Personal Peace
So often, we focus on global peace. While this is certainly a valuable endeavor, it is also important to consider the importance of personal peace.
In our culture, time is of the utmost importance. It is to be scheduled, used constructively, spent, lost, gained, or killed. Many times, Americans are more concerned with getting things done on time (aka on a predetermined, arbitrary schedule) than they are with developing deep interpersonal relations or maximizing intellectual benefit. Many time, this preoccupation with time comes at a cost to personal peace. Personal peace has to do with being content, fulfilled, living a satisfying purposeful life, and having balance between work and leisure. For me, I know I struggle between wanting to “do it all” (perfectly, of course), and between saying no because I know despite my best efforts, there will never be more than 24 hours in each day. When my life is balanced; when I feel purposeful, effective, and at peace with myself. I am much more productive. I have better health, and enjoy my life more because each experience I engage in has more meaning to me, and I interact with my life more. One clumsy way to describe this is to say that when I have “personal peace”, I am happier.

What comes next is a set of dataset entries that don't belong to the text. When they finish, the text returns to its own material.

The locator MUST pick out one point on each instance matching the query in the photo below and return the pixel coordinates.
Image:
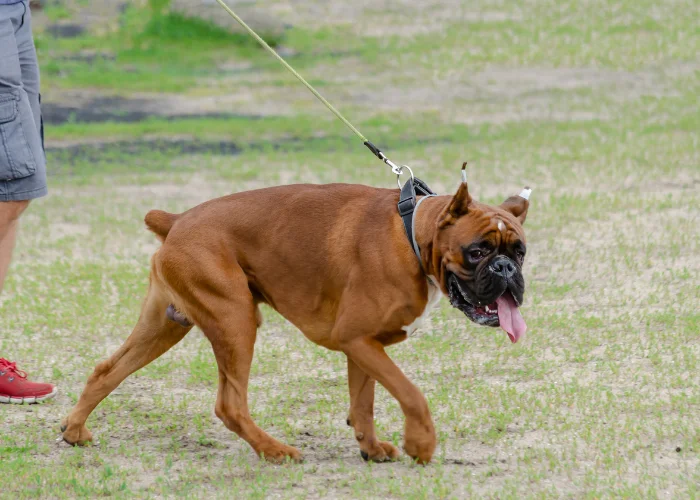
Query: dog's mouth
(502, 312)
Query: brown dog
(336, 262)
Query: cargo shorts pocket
(16, 157)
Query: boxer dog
(336, 262)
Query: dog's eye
(476, 255)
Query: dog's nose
(504, 267)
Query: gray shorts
(22, 158)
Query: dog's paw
(75, 435)
(381, 451)
(279, 453)
(419, 441)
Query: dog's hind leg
(153, 335)
(361, 416)
(232, 336)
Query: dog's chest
(434, 295)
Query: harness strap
(408, 206)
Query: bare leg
(152, 336)
(362, 416)
(9, 221)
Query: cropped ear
(459, 206)
(518, 205)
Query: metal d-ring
(400, 171)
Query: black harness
(413, 188)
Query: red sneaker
(15, 388)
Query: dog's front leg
(361, 416)
(369, 356)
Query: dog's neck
(424, 230)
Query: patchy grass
(593, 105)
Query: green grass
(593, 105)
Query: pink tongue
(510, 318)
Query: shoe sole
(28, 401)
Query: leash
(398, 170)
(413, 187)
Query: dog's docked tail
(160, 222)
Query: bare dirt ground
(601, 400)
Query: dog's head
(480, 254)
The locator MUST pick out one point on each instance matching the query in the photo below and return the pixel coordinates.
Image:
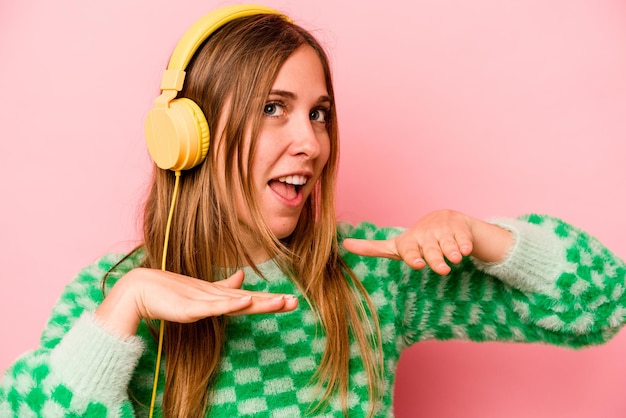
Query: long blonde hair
(230, 78)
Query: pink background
(492, 108)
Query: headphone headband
(177, 133)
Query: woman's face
(293, 144)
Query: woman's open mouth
(289, 188)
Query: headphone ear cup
(178, 136)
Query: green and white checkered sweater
(557, 285)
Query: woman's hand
(444, 233)
(155, 294)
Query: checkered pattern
(558, 286)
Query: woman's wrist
(492, 243)
(118, 311)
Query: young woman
(269, 307)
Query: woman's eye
(273, 109)
(319, 115)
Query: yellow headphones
(177, 133)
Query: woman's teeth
(294, 180)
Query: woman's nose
(305, 138)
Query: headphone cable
(162, 322)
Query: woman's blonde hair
(230, 78)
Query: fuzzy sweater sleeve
(558, 285)
(80, 369)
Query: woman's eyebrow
(292, 96)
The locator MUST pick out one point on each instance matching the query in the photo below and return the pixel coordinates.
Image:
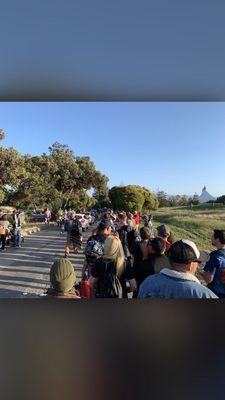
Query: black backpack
(109, 285)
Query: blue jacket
(171, 284)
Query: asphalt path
(24, 272)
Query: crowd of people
(11, 232)
(124, 258)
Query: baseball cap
(163, 230)
(105, 223)
(186, 251)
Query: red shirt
(149, 249)
(137, 219)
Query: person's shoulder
(202, 291)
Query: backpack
(109, 285)
(75, 230)
(95, 246)
(222, 272)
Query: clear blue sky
(176, 147)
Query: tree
(162, 199)
(102, 199)
(221, 199)
(195, 199)
(2, 134)
(57, 179)
(131, 198)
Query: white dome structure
(205, 196)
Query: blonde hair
(113, 250)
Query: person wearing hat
(214, 270)
(163, 232)
(178, 281)
(108, 271)
(62, 278)
(95, 245)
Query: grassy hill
(196, 224)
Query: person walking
(62, 278)
(95, 246)
(48, 215)
(108, 269)
(164, 233)
(74, 236)
(4, 230)
(178, 281)
(17, 227)
(214, 269)
(137, 219)
(138, 251)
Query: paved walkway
(24, 272)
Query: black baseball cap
(186, 251)
(105, 223)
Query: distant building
(205, 196)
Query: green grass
(196, 224)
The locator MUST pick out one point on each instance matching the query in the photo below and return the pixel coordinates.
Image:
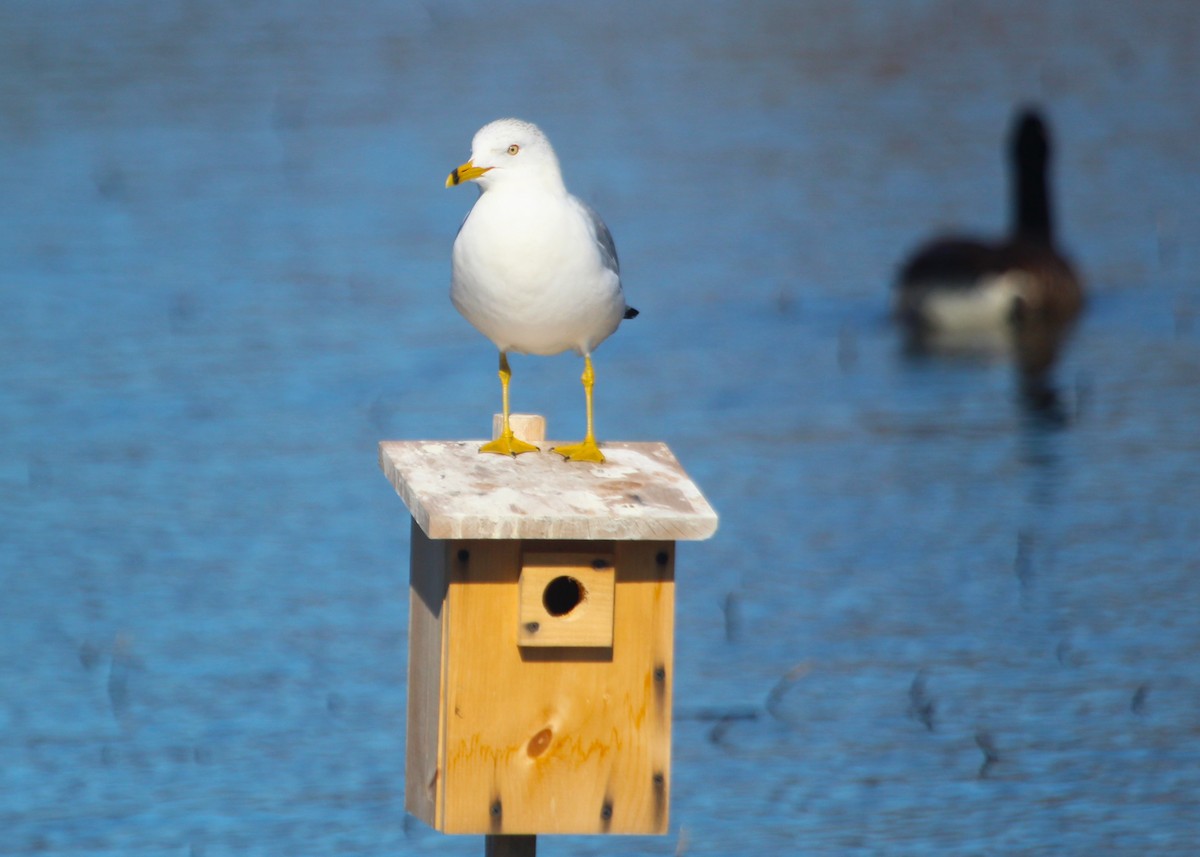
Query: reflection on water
(930, 623)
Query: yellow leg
(507, 443)
(587, 450)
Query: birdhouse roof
(454, 492)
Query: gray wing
(601, 235)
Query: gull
(534, 269)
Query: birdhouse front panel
(565, 733)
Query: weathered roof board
(454, 492)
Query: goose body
(959, 285)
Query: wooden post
(541, 633)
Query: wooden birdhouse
(541, 627)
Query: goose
(966, 286)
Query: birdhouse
(541, 624)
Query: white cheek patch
(987, 304)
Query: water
(931, 622)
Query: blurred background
(933, 621)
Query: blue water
(931, 623)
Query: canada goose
(961, 285)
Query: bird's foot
(586, 450)
(508, 444)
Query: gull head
(509, 151)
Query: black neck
(1031, 210)
(1031, 195)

What would happen if more people tried to create balance in their lives and strived to live in a fashion where they ended each day feeling peace in their hearts? If each person was personally at peace, how would that change international relations? If people were in harmony with themselves, they would be in a position to discuss and work collaboratively to create a greater peace and harmony. Personal relationship coaches teach that before you are ready to be in a committed relationship with another person, you must first be complete and whole by yourself. Why isn’t this same advice applied to relationships on a grander scale? I’m not advocating for isolationism, but I am hoping that we as humans can begin to acknowledge that peace is a holistic approach, and cannot be accomplish in the western paradigm of “either/or”, but rather in the eastern “both/and”. Meaning that we cannot focus either globally or internally, but must instead incorporate both diplomatic relations, multinational organizations, and national efforts within our own borders. This improves foreign relations, and prepares our own country to be ready to deal with other countries and their different manners of living. Thus paving the way for peace.